Friday, April 3, 2009

Sports Drinks not so Healthy for Teeth

According to a new study, from NYU dental researchers, sports drinks that are widely consumed as healthy alternatives to soda may not be so healthy for your teeth.

The study shows that the citric acids in sports drinks weaken tooth enamel, leading to a condition known as erosive tooth wear.

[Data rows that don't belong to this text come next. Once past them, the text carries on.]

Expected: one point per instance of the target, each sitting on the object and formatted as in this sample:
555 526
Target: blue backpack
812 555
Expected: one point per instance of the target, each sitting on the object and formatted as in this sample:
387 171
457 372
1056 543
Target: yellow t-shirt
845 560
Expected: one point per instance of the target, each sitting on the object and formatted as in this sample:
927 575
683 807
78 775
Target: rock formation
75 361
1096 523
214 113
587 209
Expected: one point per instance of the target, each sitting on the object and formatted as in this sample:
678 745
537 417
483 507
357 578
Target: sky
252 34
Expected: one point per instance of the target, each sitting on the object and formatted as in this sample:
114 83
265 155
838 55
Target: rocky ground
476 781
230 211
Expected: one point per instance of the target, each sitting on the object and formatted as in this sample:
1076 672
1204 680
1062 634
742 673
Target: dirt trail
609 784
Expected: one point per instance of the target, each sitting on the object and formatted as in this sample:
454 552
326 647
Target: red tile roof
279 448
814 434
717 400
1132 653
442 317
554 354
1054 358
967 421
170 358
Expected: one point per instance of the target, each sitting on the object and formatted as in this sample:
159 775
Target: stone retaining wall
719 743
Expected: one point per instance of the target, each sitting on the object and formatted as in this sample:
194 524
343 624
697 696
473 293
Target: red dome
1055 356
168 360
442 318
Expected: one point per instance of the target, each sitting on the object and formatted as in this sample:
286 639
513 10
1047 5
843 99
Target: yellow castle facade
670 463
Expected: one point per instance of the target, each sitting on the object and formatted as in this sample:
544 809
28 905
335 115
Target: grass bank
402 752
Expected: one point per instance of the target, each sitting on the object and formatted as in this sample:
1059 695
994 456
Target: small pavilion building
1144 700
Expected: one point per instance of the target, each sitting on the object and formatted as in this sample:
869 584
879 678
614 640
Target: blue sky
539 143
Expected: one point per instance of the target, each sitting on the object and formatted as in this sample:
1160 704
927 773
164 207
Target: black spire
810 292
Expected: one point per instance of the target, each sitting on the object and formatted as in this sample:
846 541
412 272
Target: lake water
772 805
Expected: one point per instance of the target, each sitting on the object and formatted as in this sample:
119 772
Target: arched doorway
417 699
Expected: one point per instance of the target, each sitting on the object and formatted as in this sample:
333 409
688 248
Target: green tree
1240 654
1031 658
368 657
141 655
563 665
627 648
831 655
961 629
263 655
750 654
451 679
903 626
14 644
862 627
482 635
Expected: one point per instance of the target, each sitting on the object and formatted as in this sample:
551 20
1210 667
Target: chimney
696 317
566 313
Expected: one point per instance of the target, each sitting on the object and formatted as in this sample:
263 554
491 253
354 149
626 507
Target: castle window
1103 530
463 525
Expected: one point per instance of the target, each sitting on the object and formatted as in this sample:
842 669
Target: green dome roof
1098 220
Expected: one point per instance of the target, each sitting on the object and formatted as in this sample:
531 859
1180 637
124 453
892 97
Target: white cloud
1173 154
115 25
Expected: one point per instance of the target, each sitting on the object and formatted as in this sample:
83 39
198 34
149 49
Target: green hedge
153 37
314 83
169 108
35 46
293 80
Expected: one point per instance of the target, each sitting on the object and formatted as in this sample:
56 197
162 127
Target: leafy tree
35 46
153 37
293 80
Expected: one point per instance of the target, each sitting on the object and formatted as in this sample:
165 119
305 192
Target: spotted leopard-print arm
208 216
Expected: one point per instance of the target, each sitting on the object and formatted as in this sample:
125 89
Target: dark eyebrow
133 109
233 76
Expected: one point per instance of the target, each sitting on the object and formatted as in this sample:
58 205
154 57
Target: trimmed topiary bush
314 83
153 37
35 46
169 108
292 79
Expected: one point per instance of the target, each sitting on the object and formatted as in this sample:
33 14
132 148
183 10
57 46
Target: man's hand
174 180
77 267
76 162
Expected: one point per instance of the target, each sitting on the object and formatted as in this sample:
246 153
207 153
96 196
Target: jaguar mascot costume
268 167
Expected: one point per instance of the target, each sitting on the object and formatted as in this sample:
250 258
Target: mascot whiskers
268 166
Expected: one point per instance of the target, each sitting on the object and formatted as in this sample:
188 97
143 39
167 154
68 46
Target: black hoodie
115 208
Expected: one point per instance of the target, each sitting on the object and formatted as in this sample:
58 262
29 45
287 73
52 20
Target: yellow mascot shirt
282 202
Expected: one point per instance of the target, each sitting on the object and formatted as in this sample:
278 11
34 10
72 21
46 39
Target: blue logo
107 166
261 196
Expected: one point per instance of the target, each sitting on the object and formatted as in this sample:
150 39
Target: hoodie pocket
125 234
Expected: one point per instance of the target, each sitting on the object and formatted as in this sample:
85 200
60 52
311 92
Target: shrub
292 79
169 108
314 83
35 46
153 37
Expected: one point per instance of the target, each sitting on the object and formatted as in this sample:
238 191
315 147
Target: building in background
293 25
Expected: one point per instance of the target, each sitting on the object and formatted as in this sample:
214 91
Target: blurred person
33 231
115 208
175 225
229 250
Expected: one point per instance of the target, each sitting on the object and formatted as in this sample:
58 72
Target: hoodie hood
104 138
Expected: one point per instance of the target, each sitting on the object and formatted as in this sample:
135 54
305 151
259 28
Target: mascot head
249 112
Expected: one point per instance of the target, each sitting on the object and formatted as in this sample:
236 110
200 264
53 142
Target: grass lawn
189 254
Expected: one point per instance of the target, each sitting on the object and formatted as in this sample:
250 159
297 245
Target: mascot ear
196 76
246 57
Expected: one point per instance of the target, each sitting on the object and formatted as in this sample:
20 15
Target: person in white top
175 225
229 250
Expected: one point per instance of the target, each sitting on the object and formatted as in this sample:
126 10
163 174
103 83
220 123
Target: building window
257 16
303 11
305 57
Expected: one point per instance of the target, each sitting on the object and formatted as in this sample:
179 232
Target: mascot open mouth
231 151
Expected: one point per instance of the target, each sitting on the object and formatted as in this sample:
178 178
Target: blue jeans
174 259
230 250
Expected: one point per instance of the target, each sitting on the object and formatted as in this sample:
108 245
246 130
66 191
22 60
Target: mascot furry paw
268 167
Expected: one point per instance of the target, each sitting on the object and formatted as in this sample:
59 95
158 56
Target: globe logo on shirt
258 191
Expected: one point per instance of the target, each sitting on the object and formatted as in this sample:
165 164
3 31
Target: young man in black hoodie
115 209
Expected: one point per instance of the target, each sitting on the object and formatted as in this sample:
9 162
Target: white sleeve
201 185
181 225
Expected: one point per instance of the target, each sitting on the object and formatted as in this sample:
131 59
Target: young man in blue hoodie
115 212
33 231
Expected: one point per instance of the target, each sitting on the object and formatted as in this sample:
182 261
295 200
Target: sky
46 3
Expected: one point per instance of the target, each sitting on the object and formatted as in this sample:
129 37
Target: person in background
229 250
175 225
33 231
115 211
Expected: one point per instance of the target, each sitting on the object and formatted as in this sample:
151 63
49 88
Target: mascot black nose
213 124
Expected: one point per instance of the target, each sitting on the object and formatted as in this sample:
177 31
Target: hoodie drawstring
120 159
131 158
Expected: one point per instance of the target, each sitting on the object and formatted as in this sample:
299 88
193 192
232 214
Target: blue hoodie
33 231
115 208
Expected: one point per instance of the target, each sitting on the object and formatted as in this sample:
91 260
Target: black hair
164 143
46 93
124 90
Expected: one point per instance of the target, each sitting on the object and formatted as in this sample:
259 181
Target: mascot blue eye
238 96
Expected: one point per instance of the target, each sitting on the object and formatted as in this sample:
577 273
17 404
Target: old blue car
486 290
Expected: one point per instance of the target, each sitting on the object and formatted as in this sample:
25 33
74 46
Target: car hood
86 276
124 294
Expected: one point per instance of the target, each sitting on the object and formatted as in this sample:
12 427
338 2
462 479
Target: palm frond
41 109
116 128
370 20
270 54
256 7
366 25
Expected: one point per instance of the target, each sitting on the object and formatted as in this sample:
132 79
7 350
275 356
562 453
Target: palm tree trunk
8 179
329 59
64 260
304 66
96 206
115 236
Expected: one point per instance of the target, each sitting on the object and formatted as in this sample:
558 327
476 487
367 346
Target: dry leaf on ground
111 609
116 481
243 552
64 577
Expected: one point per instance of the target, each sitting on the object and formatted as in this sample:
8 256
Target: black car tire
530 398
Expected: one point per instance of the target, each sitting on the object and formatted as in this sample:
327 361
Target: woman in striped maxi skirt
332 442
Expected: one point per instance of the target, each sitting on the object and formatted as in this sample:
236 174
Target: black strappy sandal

The more sports drinks you consume, the greater the risk of tooth erosion, and soft teeth.

Dr. Mark Wolff, Professor and Chairman of the Department of Cariology & Comprehensive Care at New York University College of Dentistry says this is the first study performed to measure the effect of sports drinks and dental health. It might be the citric acid in sports drinks responsible for tooth erosion.

The scientists used cow’s teeth to study the effect of the sports drinks on tooth enamel, cutting the cow’s teeth in half, then submerging one-half in water, and the other half in a sports drink. The tooth soaked in the sports drink showed a significant amount of enamel erosion, probably from the citric acid in the sports drink.

“To prevent tooth erosion, consume sports drinks in moderation, and wait at least 30minutes before brushing your teeth, to allow softened enamel to re-harden," says Dr. Wolff. Limit consumption of sports drinks to keep your teeth healthy, avoiding erosion of tooth enamel now associated with sports drinks.

Sports drinks may be healthier than soft drinks for your body, but not for the health of your teeth. Acid-neutralizing remineralizing toothpaste might protect from erosive tooth wear associated with sipping sports drinks, and can be discussed at the dentist's office.